What came through in the Creative Economy Roundtable – and the Jobs and Skills Summit more broadly – is that more digitally skilled workers will be required to maximise growth opportunities in our economy and that in order to grow skills, we need to encourage investment.

The recently announced Digital and Tech Skills compact between government, unions and technology employers recognises this.

Announced at the September Skills Summit, the new compact is a public-private partnership that will invest in skills and training in growing digital sectors.

Consultation is now open on Treasury’s Employment White Paper, which builds on the outcomes of the Summit, and will provide a roadmap for Australia to build a bigger, better-trained and more productive workforce – to boost incomes and living standards and create more opportunities for more Australians.

And I’m proud and excited that, just last week, the Albanese Government introduced a bill into Parliament to legislate a Digital Games Tax Offset (DGTO).

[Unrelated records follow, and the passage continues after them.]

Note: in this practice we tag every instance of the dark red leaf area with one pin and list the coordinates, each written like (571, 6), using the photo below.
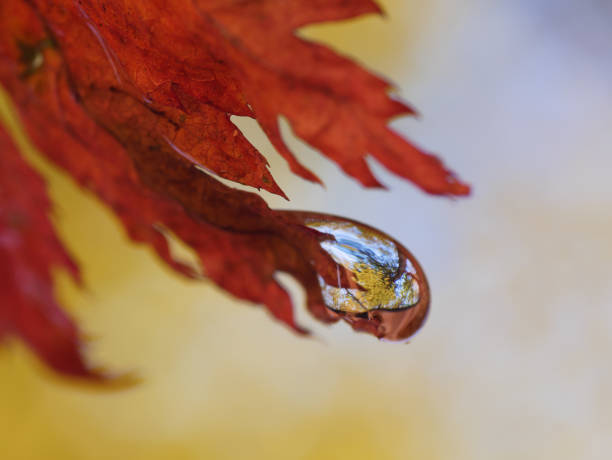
(240, 241)
(210, 59)
(29, 250)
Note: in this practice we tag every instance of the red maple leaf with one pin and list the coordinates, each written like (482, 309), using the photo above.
(134, 99)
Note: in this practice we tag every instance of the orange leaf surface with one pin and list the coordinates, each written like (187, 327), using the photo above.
(134, 99)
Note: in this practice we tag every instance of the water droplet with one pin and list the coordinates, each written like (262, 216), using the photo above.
(388, 294)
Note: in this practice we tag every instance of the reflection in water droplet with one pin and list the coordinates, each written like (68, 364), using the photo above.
(388, 294)
(376, 266)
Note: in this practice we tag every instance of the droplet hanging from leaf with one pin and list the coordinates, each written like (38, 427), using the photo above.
(388, 294)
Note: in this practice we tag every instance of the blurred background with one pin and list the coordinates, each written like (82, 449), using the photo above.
(514, 361)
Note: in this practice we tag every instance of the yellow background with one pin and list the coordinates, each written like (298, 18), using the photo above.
(512, 363)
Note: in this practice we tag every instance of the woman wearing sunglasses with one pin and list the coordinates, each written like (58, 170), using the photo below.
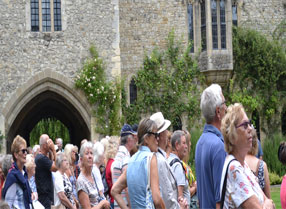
(136, 175)
(16, 191)
(241, 189)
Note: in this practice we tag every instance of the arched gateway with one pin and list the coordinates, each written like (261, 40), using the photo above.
(47, 94)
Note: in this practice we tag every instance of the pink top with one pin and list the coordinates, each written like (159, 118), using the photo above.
(283, 193)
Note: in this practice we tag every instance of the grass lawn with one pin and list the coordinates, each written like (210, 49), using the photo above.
(275, 196)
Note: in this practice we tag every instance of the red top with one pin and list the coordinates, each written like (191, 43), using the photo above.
(108, 177)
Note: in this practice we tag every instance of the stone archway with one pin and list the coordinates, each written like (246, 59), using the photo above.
(48, 94)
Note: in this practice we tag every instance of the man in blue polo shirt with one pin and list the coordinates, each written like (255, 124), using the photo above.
(210, 153)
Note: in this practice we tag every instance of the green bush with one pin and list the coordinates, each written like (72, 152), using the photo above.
(274, 178)
(270, 154)
(195, 135)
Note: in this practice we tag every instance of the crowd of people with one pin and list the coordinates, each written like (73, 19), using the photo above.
(145, 167)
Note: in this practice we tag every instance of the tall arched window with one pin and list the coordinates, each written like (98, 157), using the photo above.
(46, 15)
(132, 91)
(203, 26)
(191, 24)
(234, 13)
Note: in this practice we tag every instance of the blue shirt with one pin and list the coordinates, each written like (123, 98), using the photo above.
(209, 159)
(137, 177)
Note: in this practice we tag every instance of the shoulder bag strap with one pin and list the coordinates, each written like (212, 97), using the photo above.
(224, 185)
(149, 157)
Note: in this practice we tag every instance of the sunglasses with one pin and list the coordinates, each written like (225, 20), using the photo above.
(155, 134)
(24, 151)
(245, 125)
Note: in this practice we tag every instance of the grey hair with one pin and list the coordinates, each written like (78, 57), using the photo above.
(98, 151)
(176, 137)
(210, 99)
(43, 139)
(86, 145)
(60, 140)
(68, 150)
(59, 160)
(35, 148)
(124, 139)
(6, 164)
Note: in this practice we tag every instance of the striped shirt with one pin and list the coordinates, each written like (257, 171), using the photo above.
(120, 162)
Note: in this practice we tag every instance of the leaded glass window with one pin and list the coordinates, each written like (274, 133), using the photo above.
(203, 26)
(234, 14)
(46, 14)
(214, 23)
(222, 25)
(35, 15)
(133, 91)
(191, 25)
(57, 15)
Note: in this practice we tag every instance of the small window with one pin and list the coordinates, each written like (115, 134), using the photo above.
(191, 25)
(203, 26)
(43, 10)
(133, 91)
(177, 124)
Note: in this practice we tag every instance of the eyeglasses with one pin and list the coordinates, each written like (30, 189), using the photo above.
(245, 125)
(155, 134)
(24, 151)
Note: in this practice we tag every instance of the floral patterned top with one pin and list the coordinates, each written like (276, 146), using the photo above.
(241, 184)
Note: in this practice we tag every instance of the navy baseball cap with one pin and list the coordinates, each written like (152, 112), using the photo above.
(126, 130)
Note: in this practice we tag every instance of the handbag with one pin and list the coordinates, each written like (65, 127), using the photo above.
(149, 199)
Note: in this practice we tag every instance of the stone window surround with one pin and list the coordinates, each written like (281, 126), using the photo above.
(197, 23)
(28, 17)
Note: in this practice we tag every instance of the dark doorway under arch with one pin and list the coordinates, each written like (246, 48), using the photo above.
(48, 104)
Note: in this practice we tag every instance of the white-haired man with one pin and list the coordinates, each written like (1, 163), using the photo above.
(210, 154)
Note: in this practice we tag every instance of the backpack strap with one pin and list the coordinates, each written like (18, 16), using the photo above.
(224, 185)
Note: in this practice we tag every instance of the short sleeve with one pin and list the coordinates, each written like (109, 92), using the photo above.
(59, 184)
(239, 186)
(179, 174)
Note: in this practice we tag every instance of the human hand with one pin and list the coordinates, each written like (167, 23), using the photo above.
(183, 202)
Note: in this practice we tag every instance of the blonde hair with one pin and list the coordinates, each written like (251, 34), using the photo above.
(30, 161)
(17, 142)
(112, 147)
(68, 151)
(254, 148)
(228, 125)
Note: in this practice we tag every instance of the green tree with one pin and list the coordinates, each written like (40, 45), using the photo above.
(168, 82)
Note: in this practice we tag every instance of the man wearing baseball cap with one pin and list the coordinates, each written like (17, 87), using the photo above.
(167, 182)
(128, 142)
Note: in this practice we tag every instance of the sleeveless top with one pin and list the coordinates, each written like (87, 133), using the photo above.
(137, 178)
(260, 175)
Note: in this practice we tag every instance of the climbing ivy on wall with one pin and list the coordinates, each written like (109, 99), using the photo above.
(259, 66)
(169, 82)
(51, 126)
(103, 94)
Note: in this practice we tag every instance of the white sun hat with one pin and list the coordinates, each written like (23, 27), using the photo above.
(162, 124)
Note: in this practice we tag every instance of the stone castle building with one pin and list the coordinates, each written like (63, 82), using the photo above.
(43, 43)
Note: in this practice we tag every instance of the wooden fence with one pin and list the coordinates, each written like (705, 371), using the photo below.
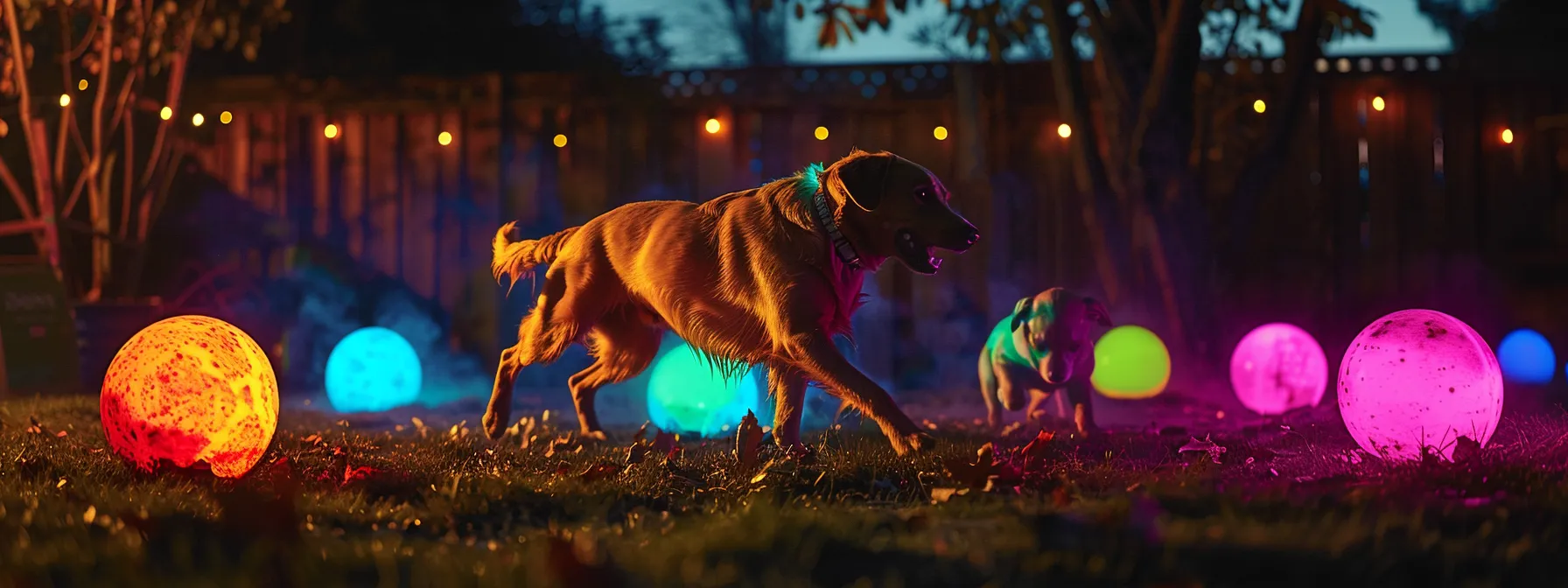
(1419, 203)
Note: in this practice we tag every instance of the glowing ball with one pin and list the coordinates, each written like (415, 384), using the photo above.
(190, 389)
(1526, 358)
(374, 369)
(687, 394)
(1419, 378)
(1130, 362)
(1278, 368)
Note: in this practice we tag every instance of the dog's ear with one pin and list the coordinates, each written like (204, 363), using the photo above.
(863, 179)
(1096, 312)
(1021, 311)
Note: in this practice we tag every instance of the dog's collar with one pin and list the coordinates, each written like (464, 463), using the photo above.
(841, 247)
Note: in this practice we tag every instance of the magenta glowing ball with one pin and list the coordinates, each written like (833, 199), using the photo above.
(1419, 378)
(1278, 368)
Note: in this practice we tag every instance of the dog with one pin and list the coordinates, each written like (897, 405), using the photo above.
(764, 276)
(1043, 346)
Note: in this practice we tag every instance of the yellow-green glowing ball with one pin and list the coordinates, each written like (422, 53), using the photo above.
(1130, 362)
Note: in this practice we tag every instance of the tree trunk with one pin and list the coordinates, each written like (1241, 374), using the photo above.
(1096, 198)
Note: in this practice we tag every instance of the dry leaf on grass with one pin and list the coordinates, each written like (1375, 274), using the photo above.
(976, 474)
(1203, 445)
(748, 441)
(942, 494)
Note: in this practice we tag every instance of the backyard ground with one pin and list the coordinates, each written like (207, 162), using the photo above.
(413, 504)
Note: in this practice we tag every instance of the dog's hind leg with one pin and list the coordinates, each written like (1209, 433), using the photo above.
(623, 344)
(788, 388)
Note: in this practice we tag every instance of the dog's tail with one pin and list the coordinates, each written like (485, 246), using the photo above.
(513, 259)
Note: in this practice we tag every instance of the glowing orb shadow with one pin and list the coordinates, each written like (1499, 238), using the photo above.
(190, 389)
(1419, 380)
(1278, 368)
(374, 369)
(1526, 358)
(1130, 362)
(687, 394)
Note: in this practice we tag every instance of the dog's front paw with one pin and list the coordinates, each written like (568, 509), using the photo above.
(913, 443)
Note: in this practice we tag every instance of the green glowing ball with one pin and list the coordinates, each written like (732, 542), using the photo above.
(687, 394)
(1130, 362)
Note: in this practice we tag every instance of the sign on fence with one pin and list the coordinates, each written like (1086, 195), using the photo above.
(38, 338)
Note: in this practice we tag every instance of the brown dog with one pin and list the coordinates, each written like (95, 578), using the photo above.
(1043, 348)
(758, 276)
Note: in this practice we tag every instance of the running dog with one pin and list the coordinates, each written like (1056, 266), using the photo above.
(758, 276)
(1045, 346)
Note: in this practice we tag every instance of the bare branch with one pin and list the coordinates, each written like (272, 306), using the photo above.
(176, 80)
(37, 154)
(16, 190)
(1181, 16)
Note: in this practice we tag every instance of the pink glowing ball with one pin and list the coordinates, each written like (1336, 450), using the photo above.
(1278, 368)
(1419, 380)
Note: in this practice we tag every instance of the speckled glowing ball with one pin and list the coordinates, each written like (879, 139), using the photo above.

For the first time, Australia will have a dedicated tax offset that supports the digital games sector.

The DGTO will strengthen the Australian digital games industry, expand employment opportunities for digital and creative talent, enhance the industry's international competitiveness and make Australia more attractive for foreign investment.

So it’s Game On!

And I’m glad the game of catch up, by Australia’s games sector with the rest of the world, may now begin, and it’s great there is finally bipartisan support on this issue.

Around the world, both the public and private sector are recognising the importance of the digital and creative industries.

The Meta Creator Academy is an exciting new initiative in this fast-growing space.

Thank you to Meta for inviting me to be part of the launch this evening.

I look forward to seeing the content you create.